The Warm Line functions like a preventive service, where people can get help before they need a crisis intervention, Flynn says. “They may be struggling a little bit, feel isolated, may need to brainstorm a little bit, to connect with someone who can empathize with their experience. We help them find their coping skills and connect to resources — recognizing that there is a huge gap in services for this in-between place.”

She is especially proud of the survey results they get from their callers. “The satisfaction is like 97 percent!” she says. “And 84 percent of consumers said the Warm Line decreased their likelihood of using emergency services and crisis services — like emergency departments or hospitals. It helps keep them from getting to that escalated place.”

As director, she’s now in charge of 51 staff members — 15 of them full-time, the rest part-time — and the number is growing as the Warm Line responds to the huge spike in demand caused by the Covid-19 pandemic. In March, the line received 60 percent more calls than it did in February, but the staff was only able to answer about half of the extra calls.

“During that initial rush we returned a lot of voicemails,” she says. “We’ve since hired additional staff and are continuing to do so to increase our capacity.” Since mid-March, staff members have handled all calls from their own homes.

Mark Salazar, the Mental Health Association’s executive director, says the huge increase in call volume, “almost overnight, overwhelmed the peer counselors. Sarah Jean took swift action, finding new and creative ways to increase capacity and to support counselors feeling the pressure.

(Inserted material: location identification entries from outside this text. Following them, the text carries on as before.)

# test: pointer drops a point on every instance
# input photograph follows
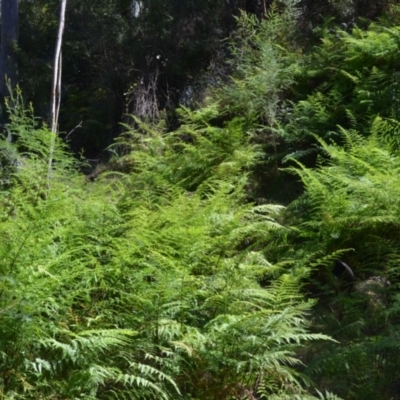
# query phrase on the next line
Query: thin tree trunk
(56, 88)
(9, 42)
(56, 85)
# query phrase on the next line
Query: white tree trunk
(57, 68)
(56, 89)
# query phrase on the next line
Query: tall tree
(9, 40)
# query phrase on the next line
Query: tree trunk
(56, 85)
(56, 88)
(9, 41)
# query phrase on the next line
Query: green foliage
(135, 287)
(349, 80)
(350, 210)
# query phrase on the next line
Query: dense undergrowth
(176, 274)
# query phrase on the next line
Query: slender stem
(56, 88)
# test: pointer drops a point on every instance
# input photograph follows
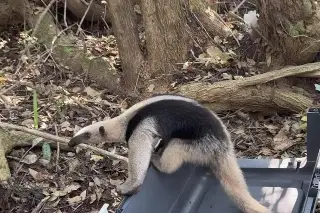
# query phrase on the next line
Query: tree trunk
(293, 29)
(126, 32)
(164, 23)
(8, 15)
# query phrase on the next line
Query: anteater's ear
(102, 131)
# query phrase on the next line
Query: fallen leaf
(93, 198)
(46, 151)
(281, 141)
(151, 88)
(27, 123)
(271, 128)
(72, 187)
(30, 159)
(251, 18)
(115, 182)
(226, 76)
(96, 158)
(97, 181)
(39, 176)
(83, 195)
(266, 151)
(74, 200)
(186, 65)
(304, 119)
(91, 92)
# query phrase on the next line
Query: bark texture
(164, 23)
(166, 39)
(209, 19)
(126, 32)
(252, 93)
(292, 27)
(8, 14)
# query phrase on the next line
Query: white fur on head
(113, 130)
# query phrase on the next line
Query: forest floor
(83, 181)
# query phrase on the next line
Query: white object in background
(251, 18)
(104, 208)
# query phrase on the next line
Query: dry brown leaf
(74, 200)
(91, 92)
(281, 141)
(30, 159)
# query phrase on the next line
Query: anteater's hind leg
(140, 149)
(171, 159)
(227, 171)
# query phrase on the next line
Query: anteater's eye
(87, 135)
(102, 130)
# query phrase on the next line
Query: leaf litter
(83, 181)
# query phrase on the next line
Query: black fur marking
(79, 139)
(179, 119)
(102, 131)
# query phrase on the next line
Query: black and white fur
(189, 133)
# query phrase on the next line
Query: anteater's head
(99, 132)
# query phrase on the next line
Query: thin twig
(83, 17)
(41, 17)
(238, 6)
(40, 205)
(58, 148)
(61, 140)
(65, 14)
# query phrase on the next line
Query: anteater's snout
(82, 138)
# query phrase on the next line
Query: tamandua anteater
(189, 133)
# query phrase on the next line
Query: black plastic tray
(283, 185)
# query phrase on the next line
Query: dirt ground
(82, 181)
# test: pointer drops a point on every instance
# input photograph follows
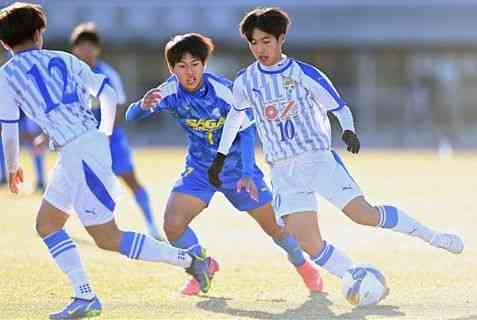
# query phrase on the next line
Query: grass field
(256, 281)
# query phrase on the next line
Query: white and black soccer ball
(364, 285)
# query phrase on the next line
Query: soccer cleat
(192, 287)
(40, 187)
(199, 269)
(156, 234)
(450, 242)
(311, 276)
(79, 308)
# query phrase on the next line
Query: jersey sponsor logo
(281, 110)
(208, 125)
(92, 211)
(288, 83)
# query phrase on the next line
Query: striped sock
(395, 219)
(333, 260)
(188, 240)
(291, 246)
(66, 256)
(141, 247)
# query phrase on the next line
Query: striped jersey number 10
(287, 130)
(66, 97)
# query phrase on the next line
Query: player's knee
(174, 226)
(107, 238)
(45, 228)
(107, 243)
(362, 212)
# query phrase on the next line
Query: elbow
(133, 112)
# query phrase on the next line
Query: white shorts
(83, 181)
(296, 181)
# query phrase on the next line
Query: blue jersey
(202, 115)
(114, 80)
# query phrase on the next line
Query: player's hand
(215, 169)
(151, 99)
(39, 144)
(351, 140)
(15, 180)
(248, 184)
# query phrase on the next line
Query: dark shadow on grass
(317, 307)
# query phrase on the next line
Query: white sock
(66, 256)
(139, 246)
(332, 260)
(396, 220)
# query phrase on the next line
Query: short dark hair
(272, 20)
(19, 22)
(195, 44)
(85, 31)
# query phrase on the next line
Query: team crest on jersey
(280, 110)
(288, 83)
(216, 112)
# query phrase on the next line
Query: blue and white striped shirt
(290, 102)
(53, 89)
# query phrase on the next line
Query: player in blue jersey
(290, 101)
(200, 101)
(86, 45)
(3, 170)
(53, 88)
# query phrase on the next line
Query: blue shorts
(120, 152)
(195, 183)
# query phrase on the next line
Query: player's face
(189, 71)
(87, 51)
(265, 47)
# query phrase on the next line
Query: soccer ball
(364, 285)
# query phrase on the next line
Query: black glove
(215, 169)
(351, 140)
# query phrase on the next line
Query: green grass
(256, 281)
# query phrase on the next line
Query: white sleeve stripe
(239, 109)
(9, 121)
(103, 84)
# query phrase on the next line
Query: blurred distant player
(200, 101)
(290, 101)
(53, 89)
(3, 170)
(86, 45)
(29, 131)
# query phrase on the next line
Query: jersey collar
(279, 67)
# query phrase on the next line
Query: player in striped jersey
(290, 101)
(86, 45)
(200, 101)
(53, 89)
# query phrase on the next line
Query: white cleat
(450, 242)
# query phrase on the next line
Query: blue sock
(142, 199)
(131, 244)
(39, 161)
(141, 247)
(332, 259)
(188, 240)
(66, 255)
(291, 246)
(388, 217)
(397, 220)
(3, 170)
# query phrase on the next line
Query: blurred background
(408, 69)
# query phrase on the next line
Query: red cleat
(192, 287)
(311, 276)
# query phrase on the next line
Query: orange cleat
(192, 287)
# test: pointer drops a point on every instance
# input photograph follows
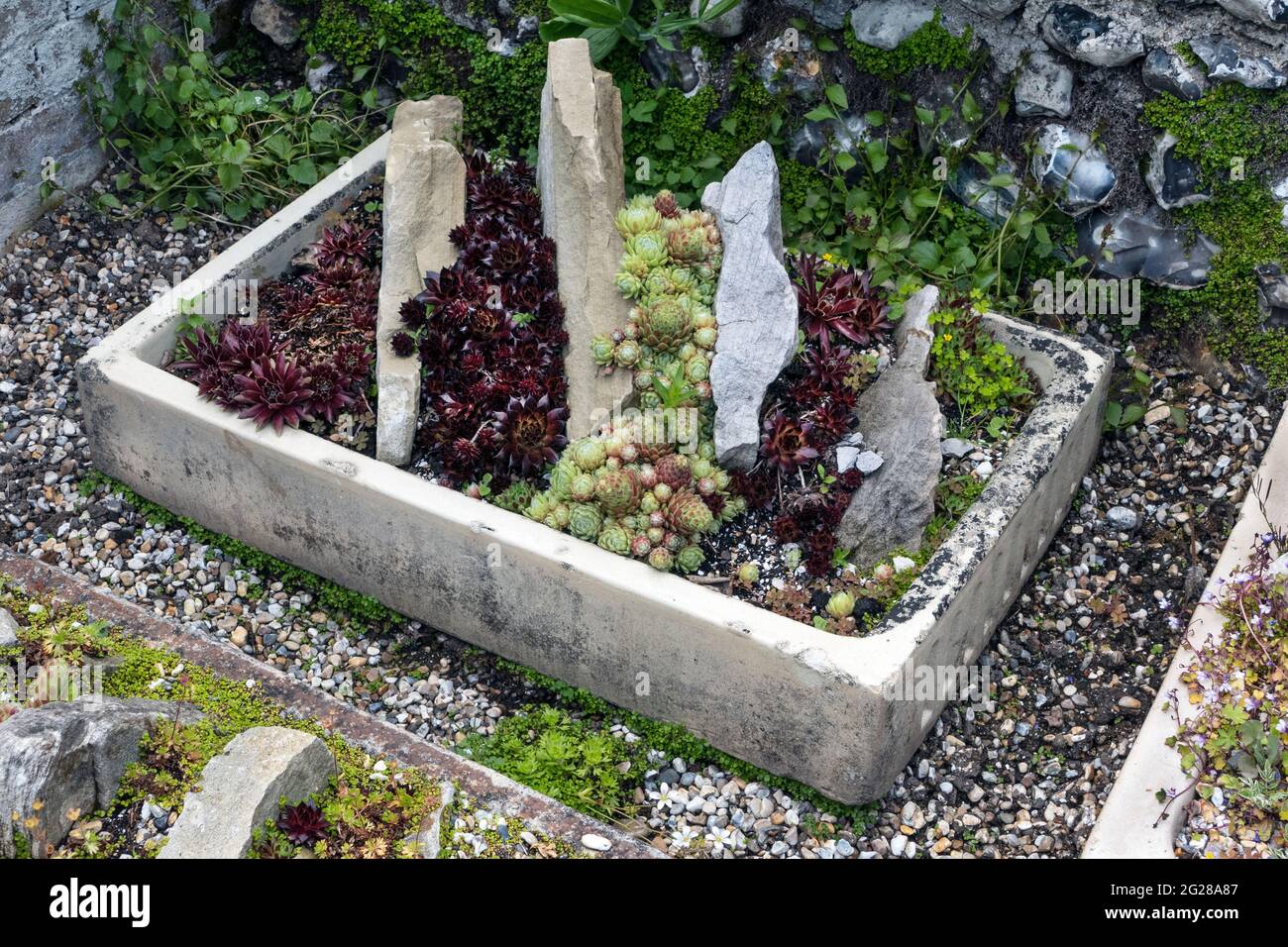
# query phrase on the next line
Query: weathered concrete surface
(424, 200)
(1132, 822)
(243, 788)
(580, 176)
(40, 114)
(375, 736)
(901, 420)
(69, 757)
(755, 302)
(748, 681)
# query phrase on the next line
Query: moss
(1228, 129)
(172, 757)
(565, 758)
(673, 740)
(501, 94)
(930, 46)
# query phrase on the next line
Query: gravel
(1073, 667)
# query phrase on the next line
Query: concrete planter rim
(125, 369)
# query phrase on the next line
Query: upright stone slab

Many of the counselors have let me know that she and the whole management team have done an exemplary job in making them feel heard and appreciated.”

For the past two months, more than a third of the calls have been directly related to Covid, Flynn says — “everything from anxiety about getting sick, to worries about friends or family, to financial and housing concerns.

People are also having PTSD flare-ups activated by the extreme stress in so many areas of their lives.”

She learned — more directly than ever — about the impact of stress when she was diagnosed with MS in 2016. “Through that experience I began to understand viscerally the way my mental and physical heath are interconnected — sometimes in not so subtle ways.” She knows that stress will worsen her physical symptoms and uses the tools she learned though the peer recovery model to navigate her way through the stressful times she — and the world — are now experiencing.

To Flynn, the fact that stress, anxiety and pain are now so clear and so universal offers the world an opportunity to reframe the way it views mental unwellness and mental health.

“We all have mental health just as we all have physical health,” she says. “With all that is happening in the world, some of us who have never experienced this before may be realizing, ‘I do feel anxious, I do feel down.’ It’s an important moment to normalize the idea that mental health is a normal part of human experience. We can take care and create resources in small ways. A person can be a resource.”